Nicole Ficklin (left) and Eamon Shaw pipette Glutaraldehyde into one of the tube’s compartments. This liquid will “freeze” any bacteria growth before the experiment returns to earth from the ISS. (Photo by Lindsey Foat / The Hale Center for Journalism)

“We had to submit a real proposal with real restrictions,” Shaw said, “We have a tube that’s only 10 milliliters that we have to fit an entire experiment in, like that’s crazy!”

After the experiment arrives at the ISS, the astronauts will unclamp each compartment at a scheduled time so that the students can carry out the same steps on earth.

“That’s the great part about (SSEP) … you’re a real scientist when you’re doing this,” Shaw said.

The students say the results of the experiment could also have real impact on the astronauts.

“The United States uses liquid iodine to rid their water of bacteria on the ISS,” Ficklin said. “So if it eliminates less bacteria in space they might need to find a more effective antibacterial agent so that people won’t get sick.”

Shaw, O’Keefe and Ficklin began researching and creating an experiment proposal last spring.

Photo of three tubes on a lab table.

The students are using three FME’s as part of the experiment. One will go to the ISS, while the other two will measure E.coli’s response to iodine on earth and E.coli growth without any iodine. (Photo by Lindsey Foat / The Hale Center for Journalism)

After their experiment was selected to go to the space station, they shared their proposal at a conference at the National Air and Space Museum in Washington, D.C. last July.

“We presented on the same stage that Neil Armstrong and some presidents have presented on,” Shaw said.

In the year or so since schools in Kansas City became part of SSEP, more than 2000 area students have participated in the program, and three teams have had their experiments selected by NASA to go to space.

William Wells is the SSEP KC Program Director, and says that Kansas City’s community approach to the program is unique among the 99 communities that have participated since it was created by National Center for Earth and Space Science Education (NCESSE) and the Arthur C. Clarke Institute for Space Education in 2010.

In most communities, SSEP is coordinated within one school district, but students from eight different schools and backgrounds have the opportunity to compete and collaborate.

“It’s a program that’s built upon breaking down silos, so that the students learn and share with others,” Wells said. “If you are able to ask and explore with those who are different from you … it helps us find answers that serve everybody.”

While students in fifth through eighth grade propose experiments, those in first through eight grade are invited to design mission patches.

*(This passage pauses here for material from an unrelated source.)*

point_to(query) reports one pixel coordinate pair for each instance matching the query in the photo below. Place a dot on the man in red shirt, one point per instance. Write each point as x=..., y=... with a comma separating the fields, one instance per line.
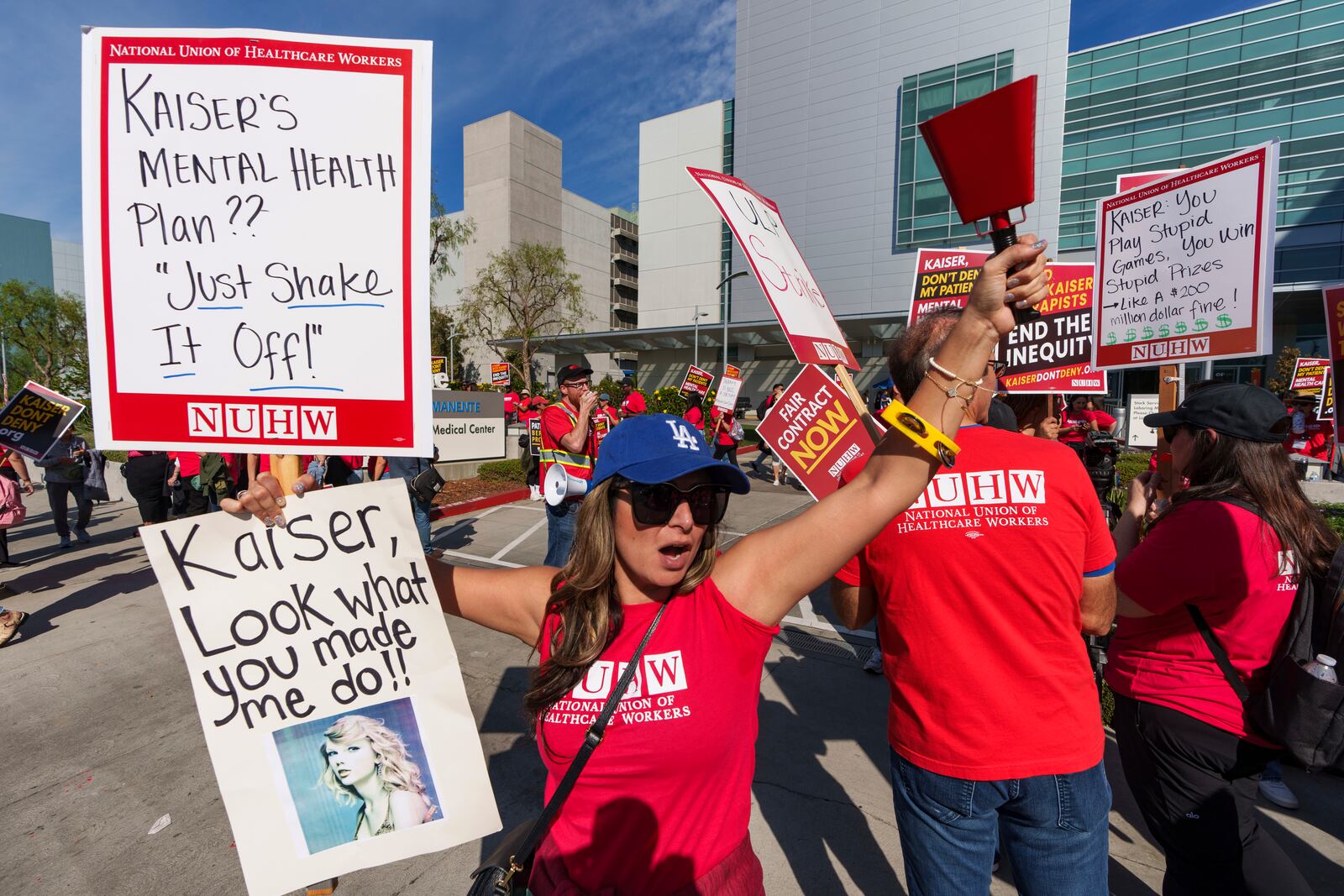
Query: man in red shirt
x=994, y=720
x=633, y=403
x=568, y=438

Three images of student drawings

Local students also lost mission patch designs that were on the rocket that exploded on Oct. 28, 2014. (Images courtesy of William Wells)

Wells said three patches designed by local students were lost in the October 28 rocket explosion. The originals, of course, are gone, so photocopies of the designs will be sent to Houston as part of the relaunch.

Prior to FedExing their experiment to Houston so that it can be approved and loaded onto the rocket, the three young scientists huddled together.

“Touching space,” they each say, carefully passing around the small tube, and repeating: “Touching space.”